Kilo HA is recommended as there is a general understanding within the project that the HA capabilities are now ready for production use. However, there is no single Kilo HA – there are many different configurations which can be called HA – and in this post, we describe some of the points we encountered while setting up our HA node.
We deployed Mirantis Openstack v7.0 using the Fuel deployment tool, as is used in the project and as we have used before; requiring a HA deployment, we selected the HA configuration in Fuel and we have 3 controller nodes to provide HA. We did have some issues that the deployment did not terminate cleanly, failing in some
astute-based post-deployment tests – however, these issues were minor and the system behaved in a sane manner.
The deployment seemed to work fine initially, but we made some changes and after some time it entered an unexpected state and networking functions were unstable: at this point, we reviewed the system configuration and were a little surprised at what we saw.
But before explaining the configuration, it is first necessary to understand that Neutron (Kilo) provides three types of routers:
- Legacy routers: these routers operate on a single neutron node and are exactly those that are used in non-HA deployments. Resilience is provided in a HA deployment by determining if the l3 agent is down using a heartbeat mechanism and if so, restarting the routers which are no longer available on alternative network nodes.
- HA routers: these routers operate across multiple neutron nodes (having a qrouter on each node) and operate in an active/passive mode with one of the neutron nodes hosting the active router – VRRP and keepalived is used to pass control to another router in case of failure
- Distributed Virtual Routers (DVRs): these are more complex routers which also operate across multiple neutron nodes however, in this case, the load is distributed evenly across all routers during operation and not just a single active router
The view within the project is that DVR is still a little too experimental for production scenarios and consequently the options are legacy or HA routers.
To our surprise, the HA Fuel deployment employed legacy routers and not HA routers – in
neutron.conf, the following configurations were set:
l3_ha = false allow_automatic_l3agent_failover = true
We experimented with the use of HA routers instead of legacy routers as these should result in a more rapid failover since the router config is already present on all nodes.
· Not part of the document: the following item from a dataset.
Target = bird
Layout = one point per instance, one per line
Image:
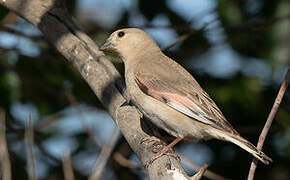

Changing the
l3_ha parameter to true in
neutron.conf facilitates this. (Note that it is also possible to have neutron create legacy routers by default but to specify at router creation time that a router should be HA router using
neutron router-create --ha=True so the
neutron.conf parameter is not absolute).
We did have significant problems with the HA routers, however. We found that they were not generating gratuitous ARPs and sending them to our gateway when a new floating IP address was assigned. We used a mix of the standard tcpdump and ip netns tools on both linux bridges and OVS bridge to poke around inside neutron to see what was going on. The essential test was to check what was going out on
br-ex – we saw no G-ARPs going out on this interface when a floating IP was assigned, but we also observed issues inside other bridges (
br-int specifically) in which there were mismatches between assigned IP addresses and MAC addresses). In a test/pre-deploy environment in which floating IPs were changing quite dynamically, this resulted in our gateway quickly losing track of the mapping from floating IP to appropriate MAC address resulting in lost connectivity.
Ultimately, we decided to stop working with HA routers and reverted to legacy routers. For our modest context, the legacy neutron router failed over in about a minute when we shut down one of our neutron nodes – this is good enough for us for now. In future, we will explore the alternative options as they mature.